マタイはMatthew 12:9-14(マタイの福音書第12章第9節~第14節)です。「9 イエスはそこを去って、会堂に入られた。10 そこに片手のなえた人がいた。そこで彼らはイエスに質問して「安息日にいやすのは正しいことでしょうか」と言った。イエスを訴えるためであった。11 イエスは彼らに言われた。「あなたがたのうち、だれかが一匹の羊を持っていて、もしその羊が安息日に穴に落ちたら、それを引き上げてやらないでしょうか。12 人間は羊より、はるかに値うちのあるものでしょう。それなら、安息日に良いことをすることは、正しいのです。」 13 それから、イエスはその人に、「手を伸ばしなさい」と言われた。彼が手を伸ばすと、手は直って、もう一方の手と同じようになった。14 パリサイ人は出て行って、どのようにしてイエスを滅ぼそうかと相談した。」([新改訳])。

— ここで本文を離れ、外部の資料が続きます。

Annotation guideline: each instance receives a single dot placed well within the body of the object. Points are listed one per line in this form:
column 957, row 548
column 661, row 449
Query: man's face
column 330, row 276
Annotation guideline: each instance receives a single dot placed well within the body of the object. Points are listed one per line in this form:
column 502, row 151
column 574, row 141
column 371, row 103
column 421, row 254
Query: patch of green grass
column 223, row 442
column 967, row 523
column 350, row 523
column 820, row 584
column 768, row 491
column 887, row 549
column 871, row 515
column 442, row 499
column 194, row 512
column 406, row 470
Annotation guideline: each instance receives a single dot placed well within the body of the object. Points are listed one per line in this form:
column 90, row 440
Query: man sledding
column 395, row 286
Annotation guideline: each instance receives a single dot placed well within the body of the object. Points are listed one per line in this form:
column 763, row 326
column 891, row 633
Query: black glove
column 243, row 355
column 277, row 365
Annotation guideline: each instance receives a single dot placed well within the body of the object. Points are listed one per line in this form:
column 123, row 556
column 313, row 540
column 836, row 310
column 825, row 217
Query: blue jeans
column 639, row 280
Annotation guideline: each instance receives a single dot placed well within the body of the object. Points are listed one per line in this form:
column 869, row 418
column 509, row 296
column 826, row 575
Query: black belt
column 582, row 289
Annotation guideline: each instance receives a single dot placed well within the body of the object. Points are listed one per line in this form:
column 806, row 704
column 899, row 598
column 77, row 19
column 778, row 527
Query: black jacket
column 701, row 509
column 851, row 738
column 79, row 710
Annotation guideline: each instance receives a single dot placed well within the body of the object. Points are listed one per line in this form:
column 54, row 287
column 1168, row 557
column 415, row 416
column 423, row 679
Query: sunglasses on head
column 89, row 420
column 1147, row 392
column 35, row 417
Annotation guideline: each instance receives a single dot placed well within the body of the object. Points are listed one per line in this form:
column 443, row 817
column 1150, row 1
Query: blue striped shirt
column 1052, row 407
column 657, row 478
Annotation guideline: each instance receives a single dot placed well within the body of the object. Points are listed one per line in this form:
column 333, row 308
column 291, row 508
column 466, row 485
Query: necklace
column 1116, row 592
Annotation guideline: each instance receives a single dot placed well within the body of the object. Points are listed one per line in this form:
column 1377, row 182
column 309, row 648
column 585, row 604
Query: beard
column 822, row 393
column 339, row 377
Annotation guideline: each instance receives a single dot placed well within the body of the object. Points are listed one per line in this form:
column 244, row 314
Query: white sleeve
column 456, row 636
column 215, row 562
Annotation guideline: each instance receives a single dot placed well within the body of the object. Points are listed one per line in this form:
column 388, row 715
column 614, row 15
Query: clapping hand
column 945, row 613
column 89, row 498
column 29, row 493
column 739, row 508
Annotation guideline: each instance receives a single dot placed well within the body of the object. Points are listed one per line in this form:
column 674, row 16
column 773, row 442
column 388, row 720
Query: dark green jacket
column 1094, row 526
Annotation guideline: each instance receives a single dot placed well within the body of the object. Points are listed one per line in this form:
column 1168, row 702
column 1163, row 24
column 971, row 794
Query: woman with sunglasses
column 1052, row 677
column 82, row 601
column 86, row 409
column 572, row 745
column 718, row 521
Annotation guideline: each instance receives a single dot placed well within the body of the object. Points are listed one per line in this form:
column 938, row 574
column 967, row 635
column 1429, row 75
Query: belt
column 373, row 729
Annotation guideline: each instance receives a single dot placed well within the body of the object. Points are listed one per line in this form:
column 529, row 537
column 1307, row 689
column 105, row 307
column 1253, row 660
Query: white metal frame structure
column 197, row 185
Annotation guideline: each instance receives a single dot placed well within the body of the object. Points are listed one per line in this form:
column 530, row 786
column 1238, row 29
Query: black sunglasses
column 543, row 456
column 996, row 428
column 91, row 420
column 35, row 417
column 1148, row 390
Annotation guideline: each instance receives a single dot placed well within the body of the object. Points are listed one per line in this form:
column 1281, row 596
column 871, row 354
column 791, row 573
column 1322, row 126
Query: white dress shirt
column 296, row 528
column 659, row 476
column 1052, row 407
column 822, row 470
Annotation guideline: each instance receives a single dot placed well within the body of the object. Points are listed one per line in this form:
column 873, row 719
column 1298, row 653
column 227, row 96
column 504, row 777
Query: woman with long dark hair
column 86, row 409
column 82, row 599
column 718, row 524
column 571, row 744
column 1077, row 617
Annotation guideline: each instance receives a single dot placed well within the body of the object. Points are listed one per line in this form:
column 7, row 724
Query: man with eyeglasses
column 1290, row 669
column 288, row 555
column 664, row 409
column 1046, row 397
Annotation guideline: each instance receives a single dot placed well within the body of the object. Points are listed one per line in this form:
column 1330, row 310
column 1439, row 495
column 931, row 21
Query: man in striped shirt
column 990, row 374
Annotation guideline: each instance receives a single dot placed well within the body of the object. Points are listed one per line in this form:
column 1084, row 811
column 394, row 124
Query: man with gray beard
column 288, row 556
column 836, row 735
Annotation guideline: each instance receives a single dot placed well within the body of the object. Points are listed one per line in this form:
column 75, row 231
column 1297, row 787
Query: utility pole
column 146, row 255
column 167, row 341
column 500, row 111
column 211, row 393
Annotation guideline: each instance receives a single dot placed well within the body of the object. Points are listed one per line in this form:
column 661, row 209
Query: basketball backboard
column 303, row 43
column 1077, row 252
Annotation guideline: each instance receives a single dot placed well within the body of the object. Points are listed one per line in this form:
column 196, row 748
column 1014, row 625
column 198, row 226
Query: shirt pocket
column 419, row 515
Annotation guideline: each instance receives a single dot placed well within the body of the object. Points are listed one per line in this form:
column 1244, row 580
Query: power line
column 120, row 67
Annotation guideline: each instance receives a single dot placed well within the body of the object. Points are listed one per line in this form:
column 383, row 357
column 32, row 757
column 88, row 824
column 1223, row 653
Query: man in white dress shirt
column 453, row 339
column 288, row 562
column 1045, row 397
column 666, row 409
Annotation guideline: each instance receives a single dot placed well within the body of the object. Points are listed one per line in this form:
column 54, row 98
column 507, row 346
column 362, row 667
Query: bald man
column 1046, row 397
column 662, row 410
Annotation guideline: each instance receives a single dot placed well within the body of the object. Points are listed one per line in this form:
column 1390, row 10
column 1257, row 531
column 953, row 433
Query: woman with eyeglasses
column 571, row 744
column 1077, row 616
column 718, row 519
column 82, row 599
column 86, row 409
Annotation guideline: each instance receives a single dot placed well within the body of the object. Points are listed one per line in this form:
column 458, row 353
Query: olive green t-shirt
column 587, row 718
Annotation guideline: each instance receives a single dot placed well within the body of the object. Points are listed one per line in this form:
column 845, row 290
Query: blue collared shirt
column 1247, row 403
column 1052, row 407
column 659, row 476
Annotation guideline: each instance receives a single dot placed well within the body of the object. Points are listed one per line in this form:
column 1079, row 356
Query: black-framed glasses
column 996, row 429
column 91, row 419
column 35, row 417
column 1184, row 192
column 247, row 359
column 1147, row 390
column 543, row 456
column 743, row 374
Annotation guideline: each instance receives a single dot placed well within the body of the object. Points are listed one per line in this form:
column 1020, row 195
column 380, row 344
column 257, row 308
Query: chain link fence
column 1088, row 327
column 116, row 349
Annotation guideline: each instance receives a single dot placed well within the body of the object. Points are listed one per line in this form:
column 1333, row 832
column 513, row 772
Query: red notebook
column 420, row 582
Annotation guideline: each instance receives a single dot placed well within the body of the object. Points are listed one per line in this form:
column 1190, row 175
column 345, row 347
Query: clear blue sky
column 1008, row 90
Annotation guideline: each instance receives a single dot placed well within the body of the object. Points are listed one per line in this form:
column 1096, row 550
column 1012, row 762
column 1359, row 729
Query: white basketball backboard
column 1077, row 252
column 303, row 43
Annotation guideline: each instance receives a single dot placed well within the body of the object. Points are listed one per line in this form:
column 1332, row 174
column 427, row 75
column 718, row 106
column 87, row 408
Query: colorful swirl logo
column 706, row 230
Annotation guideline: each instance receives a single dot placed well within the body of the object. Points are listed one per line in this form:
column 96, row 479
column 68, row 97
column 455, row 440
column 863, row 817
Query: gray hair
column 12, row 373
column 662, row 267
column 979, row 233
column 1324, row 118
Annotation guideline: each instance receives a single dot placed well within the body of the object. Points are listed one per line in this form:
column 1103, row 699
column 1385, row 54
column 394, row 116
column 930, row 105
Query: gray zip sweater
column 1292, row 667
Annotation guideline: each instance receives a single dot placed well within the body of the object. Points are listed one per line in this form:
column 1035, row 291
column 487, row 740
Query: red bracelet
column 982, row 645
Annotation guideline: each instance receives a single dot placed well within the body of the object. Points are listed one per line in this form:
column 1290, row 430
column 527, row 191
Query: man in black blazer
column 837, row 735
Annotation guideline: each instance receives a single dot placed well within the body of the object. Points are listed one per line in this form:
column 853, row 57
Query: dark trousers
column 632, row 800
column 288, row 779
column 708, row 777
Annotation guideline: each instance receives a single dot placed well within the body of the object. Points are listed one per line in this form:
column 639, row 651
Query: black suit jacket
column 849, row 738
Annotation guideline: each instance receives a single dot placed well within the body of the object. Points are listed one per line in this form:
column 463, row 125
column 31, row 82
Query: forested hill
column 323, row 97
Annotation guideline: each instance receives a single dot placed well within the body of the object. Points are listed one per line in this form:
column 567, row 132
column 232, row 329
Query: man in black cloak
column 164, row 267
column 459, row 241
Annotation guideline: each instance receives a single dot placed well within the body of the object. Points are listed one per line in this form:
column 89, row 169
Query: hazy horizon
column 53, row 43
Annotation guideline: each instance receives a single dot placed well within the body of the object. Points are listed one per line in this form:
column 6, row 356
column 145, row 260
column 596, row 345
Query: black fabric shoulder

他のすべての話は会堂(シナゴーグ)の中で起こっていますが、今回だけはファリサイ派の人の家で起こっています。ユダヤ人は安息日には会堂へ出かけて礼拝の儀式や聖書の学びを行い、そのひととおりが終わると誘い合って食事をしたようです。イエスさまのように地域を巡回して会堂で教えるラビを、礼拝の後で自宅の食事に招くことは名誉なことでしたから、イエスさまは今回、そのようにしてファリサイ派の人に招かれて食事に行ったのだと思われます。 「マタイ」・「ルカ」=「マルコ」+「Q資料」+「独自の資料」の公式にあてはめると、安息日に癒やす話のオリジナルは「マルコ」からの採用ということになるでしょう。いくつかバリエーションがありますから、そこにはイエスさまの語録集である「Q資料」や「独自の資料」からの補足があるのかも知れません。

ルカでは安息日に癒やす話はこれで三回目です。今回はファリサイ派の人の家に両手、両足の腫れた病人がいます。人々はこの病人を前にしてイエスさまが何をするかじっと見ています。イエスさまは「律法では安息日に人を癒やすことは許可されていますか、いませんか。」とたずねます。ファリサイ派は律法の専門家を中心に構成されている結社なので、イエスさまは癒やしの行為が律法に抵触するかをファリサイ派に確認して、人々に聞かせようとしているのです。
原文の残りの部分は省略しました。